AB Kıbrıs’taki Ayrılığın Kapatılmasına Yardımcı Olabilir mi?
Kıbrıs kırk yılı aşkın bir süredir bölünmüş bir adadır; adanın kuzey kısmı Türk birlikleri tarafından işgal edilmiş, güney kısmı ise Kıbrıs Cumhuriyeti’ne aittir. Bölünmenin, Kıbrıslı Rum ve Kıbrıslı Türk toplumları arasındaki etnik ve siyasi gerilimlerden kaynaklanan derin tarihi kökleri vardır. Adayı yeniden birleştirmeye yönelik sayısız girişime rağmen Kıbrıs sorunu hâlâ çözümsüz kalıyor.
Kıbrıs’ın 2004’ten bu yana üyesi olduğu Avrupa Birliği, Kıbrıs’taki bölünmüşlüğün kapatılması çabalarında önemli bir rol oynadı. AB, Katılım Öncesi Yardım Aracı (IPA) ve Avrupa Komşuluk Politikası gibi çeşitli programlar aracılığıyla yeniden birleşme sürecine mali destek sağlamıştır. AB aynı zamanda Kıbrıs sorununa bir çözüm bulmak için nüfuzunu kullandı; Avrupa Komisyonu sürekli olarak AB ilkelerine saygılı, kapsamlı bir çözüm çağrısında bulundu.
AB’nin Kıbrıs’taki bölünmüşlüğün kapatılmasına yardımcı olmaya çalıştığı ana yollardan biri, BM öncülüğündeki barış görüşmelerine verilen destektir. AB, Kıbrıslı Rum ve Türk liderler arasındaki müzakereleri kolaylaştırmak için çalışan BM Genel Sekreteri’nin Kıbrıs Özel Danışmanı’nın çabalarını aktif olarak desteklemektedir. AB ayrıca mülkiyet hakları, yönetişim yapıları ve güvenlik düzenlemeleri gibi yeniden birleşme süreciyle ilgili karmaşık sorunların çözülmesine yardımcı olmak için teknik yardım da sağladı.
AB, barış sürecine verdiği desteğin yanı sıra, Kıbrıslı Rum ve Türk toplumları arasında uzlaşmanın teşvik edilmesi ve güven inşa edilmesinde de rol oynadı. AB, uçurumun her iki tarafındaki gençleri, sivil toplum kuruluşlarını ve yerel yetkilileri bir araya getirmeyi amaçlayan çok sayıda projeye fon sağladı. Bu girişimler, iki toplum arasında diyaloğun, anlayışın ve işbirliğinin geliştirilmesine yardımcı olarak, gelecekte yeniden birleşmiş bir Kıbrıs’ın temellerini attı.

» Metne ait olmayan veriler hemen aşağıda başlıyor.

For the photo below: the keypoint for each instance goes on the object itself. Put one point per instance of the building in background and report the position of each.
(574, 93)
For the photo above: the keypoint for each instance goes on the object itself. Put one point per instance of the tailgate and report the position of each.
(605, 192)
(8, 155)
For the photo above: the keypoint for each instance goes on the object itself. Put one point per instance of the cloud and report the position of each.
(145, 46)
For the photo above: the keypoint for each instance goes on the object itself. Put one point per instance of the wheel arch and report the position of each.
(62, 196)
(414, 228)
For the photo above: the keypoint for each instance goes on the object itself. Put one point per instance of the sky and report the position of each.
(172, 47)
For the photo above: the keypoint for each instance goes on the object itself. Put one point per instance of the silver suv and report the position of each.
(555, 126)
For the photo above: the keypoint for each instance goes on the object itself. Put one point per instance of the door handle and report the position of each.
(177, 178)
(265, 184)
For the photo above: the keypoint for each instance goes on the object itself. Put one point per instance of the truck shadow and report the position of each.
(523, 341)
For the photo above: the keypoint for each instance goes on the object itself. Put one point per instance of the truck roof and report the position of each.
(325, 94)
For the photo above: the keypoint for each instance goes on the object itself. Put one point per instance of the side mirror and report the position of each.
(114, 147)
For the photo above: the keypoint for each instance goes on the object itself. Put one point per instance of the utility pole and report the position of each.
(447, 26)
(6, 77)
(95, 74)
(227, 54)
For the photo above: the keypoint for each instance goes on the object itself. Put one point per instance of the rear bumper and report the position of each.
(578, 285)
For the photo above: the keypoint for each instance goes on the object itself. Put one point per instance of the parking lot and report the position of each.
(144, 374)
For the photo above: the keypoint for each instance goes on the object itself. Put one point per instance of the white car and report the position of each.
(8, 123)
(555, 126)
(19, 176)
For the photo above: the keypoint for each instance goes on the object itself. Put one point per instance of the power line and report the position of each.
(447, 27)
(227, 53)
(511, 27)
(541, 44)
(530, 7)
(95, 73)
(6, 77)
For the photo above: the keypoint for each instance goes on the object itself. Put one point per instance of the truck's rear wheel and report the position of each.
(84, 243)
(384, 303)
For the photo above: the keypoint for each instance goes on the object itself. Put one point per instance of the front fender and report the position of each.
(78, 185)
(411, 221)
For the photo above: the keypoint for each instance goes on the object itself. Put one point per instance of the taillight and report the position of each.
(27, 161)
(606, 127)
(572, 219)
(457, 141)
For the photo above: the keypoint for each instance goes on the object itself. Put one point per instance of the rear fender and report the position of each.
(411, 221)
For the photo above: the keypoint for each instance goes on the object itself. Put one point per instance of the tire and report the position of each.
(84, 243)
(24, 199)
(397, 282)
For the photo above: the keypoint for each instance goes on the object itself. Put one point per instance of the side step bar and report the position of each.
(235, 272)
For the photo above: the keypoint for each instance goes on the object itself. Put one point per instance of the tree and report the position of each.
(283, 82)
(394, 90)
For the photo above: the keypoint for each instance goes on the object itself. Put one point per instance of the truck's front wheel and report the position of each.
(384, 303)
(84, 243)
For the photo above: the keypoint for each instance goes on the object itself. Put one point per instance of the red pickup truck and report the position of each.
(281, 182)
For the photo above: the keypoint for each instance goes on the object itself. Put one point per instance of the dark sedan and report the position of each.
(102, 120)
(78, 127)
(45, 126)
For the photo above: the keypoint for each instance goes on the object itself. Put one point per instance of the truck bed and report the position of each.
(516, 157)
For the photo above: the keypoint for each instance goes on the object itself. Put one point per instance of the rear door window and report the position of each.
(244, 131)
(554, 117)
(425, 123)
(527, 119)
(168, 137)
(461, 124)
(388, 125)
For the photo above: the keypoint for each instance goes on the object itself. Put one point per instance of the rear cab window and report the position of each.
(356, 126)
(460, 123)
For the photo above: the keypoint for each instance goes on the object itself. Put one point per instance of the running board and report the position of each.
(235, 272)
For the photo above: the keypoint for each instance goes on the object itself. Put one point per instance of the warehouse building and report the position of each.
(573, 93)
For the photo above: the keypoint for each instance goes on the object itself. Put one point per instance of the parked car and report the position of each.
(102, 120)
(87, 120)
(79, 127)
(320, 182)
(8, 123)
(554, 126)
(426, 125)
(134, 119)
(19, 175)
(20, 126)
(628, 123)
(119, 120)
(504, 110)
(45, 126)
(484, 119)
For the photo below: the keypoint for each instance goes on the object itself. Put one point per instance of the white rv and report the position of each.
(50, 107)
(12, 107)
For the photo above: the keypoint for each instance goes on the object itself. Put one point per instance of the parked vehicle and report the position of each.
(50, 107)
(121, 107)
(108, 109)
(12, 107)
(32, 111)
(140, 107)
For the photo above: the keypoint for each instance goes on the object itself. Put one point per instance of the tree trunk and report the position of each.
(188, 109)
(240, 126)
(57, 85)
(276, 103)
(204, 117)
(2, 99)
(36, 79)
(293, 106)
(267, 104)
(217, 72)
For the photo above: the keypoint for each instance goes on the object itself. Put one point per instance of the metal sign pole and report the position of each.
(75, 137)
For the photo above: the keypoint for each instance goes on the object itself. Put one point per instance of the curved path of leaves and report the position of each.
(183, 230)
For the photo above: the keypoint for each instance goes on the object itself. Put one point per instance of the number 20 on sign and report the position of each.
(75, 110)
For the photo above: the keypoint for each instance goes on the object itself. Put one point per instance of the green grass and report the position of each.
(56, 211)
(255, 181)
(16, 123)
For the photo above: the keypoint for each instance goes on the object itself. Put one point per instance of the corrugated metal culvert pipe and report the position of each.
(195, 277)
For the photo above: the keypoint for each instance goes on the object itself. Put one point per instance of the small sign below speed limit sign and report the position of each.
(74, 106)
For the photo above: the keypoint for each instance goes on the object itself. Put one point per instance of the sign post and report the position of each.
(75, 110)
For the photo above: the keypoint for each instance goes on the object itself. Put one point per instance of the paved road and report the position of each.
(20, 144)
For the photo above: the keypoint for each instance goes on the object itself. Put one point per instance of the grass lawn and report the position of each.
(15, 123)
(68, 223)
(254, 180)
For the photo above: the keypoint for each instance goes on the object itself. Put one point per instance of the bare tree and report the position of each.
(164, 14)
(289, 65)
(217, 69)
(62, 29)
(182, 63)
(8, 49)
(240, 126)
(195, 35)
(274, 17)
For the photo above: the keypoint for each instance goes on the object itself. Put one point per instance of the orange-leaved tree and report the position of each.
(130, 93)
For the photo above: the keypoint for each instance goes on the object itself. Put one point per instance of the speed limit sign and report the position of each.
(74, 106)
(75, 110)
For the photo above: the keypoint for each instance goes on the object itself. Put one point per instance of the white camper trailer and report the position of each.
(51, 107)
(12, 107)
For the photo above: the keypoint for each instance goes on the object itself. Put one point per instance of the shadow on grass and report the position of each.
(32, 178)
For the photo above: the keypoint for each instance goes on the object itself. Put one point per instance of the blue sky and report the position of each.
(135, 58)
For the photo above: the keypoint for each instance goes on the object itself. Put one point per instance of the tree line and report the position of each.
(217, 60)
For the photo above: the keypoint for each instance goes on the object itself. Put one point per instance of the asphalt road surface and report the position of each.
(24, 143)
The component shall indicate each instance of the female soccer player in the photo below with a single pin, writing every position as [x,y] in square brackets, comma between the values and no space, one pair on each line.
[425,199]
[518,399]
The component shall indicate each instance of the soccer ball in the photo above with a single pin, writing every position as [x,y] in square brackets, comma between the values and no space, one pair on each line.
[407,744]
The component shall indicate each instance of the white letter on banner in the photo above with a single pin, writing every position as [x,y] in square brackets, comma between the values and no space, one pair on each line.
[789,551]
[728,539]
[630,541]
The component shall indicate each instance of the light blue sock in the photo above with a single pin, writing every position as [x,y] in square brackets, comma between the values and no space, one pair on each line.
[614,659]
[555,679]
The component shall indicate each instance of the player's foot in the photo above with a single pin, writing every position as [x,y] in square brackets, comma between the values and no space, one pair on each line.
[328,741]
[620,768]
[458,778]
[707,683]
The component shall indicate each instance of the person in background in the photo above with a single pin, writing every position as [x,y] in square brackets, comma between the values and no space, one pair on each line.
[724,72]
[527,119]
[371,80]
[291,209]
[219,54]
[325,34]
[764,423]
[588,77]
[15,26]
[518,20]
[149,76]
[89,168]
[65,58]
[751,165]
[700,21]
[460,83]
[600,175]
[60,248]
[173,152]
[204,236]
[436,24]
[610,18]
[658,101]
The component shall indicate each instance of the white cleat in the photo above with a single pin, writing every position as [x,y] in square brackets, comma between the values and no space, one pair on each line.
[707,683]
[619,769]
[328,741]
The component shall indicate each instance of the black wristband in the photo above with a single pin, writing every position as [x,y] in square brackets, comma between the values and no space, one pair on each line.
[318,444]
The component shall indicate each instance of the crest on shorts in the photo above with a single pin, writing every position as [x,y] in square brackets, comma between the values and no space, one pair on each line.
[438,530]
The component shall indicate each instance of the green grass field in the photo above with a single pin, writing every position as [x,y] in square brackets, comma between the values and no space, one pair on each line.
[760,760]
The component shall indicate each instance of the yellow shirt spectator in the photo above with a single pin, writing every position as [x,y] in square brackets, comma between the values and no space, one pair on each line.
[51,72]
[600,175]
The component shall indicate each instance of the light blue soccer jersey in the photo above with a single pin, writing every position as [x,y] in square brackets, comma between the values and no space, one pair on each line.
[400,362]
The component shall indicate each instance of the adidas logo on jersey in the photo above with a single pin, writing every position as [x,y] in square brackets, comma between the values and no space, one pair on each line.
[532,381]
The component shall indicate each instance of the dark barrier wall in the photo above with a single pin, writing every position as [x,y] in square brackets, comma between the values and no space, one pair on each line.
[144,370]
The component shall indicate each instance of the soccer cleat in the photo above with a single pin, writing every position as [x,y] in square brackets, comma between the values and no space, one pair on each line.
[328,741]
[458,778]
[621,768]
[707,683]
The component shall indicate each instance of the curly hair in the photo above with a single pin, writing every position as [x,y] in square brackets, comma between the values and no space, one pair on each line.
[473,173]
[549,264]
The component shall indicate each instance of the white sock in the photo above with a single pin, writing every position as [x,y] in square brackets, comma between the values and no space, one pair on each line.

AB’nin çabalarına rağmen, Kıbrıs’taki bölünme derin ve karmaşık olmaya devam ediyor; kapsamlı bir çözümün önünde birçok engel hâlâ duruyor. Kuzeyde Türk birliklerinin varlığı, mülkiyet hakları ve dış aktörlerin rolü gibi konular yeniden birleşme sürecini karmaşıklaştırmaya devam ediyor. Müzakerelerin 2017’de yakın zamanda çökmesi, barış süreci açısından büyük bir gerilemeydi ve önümüzdeki zorlukların altını çiziyordu.
Ancak AB, Kıbrıs’taki bölünmüşlüğün kapatılmasına ve Kıbrıs sorununa adil ve kalıcı bir çözüm bulunmasına yardımcı olma konusundaki kararlılığını sürdürüyor. AB’nin barış sürecine verdiği sürekli destek, iki toplum arasında uzlaşmayı ve güven inşasını teşvik etme çabalarıyla birleştiğinde, gelecekte yeniden birleşmiş bir Kıbrıs için umut sunuyor. AB’nin desteği ve Kıbrıslı Rum ve Kıbrıslı Türk liderlerin anlamlı diyalog kurma istekliliğiyle, adada uzun süredir devam eden anlaşmazlığın çözümüne yönelik ilerleme potansiyeli hâlâ mevcut.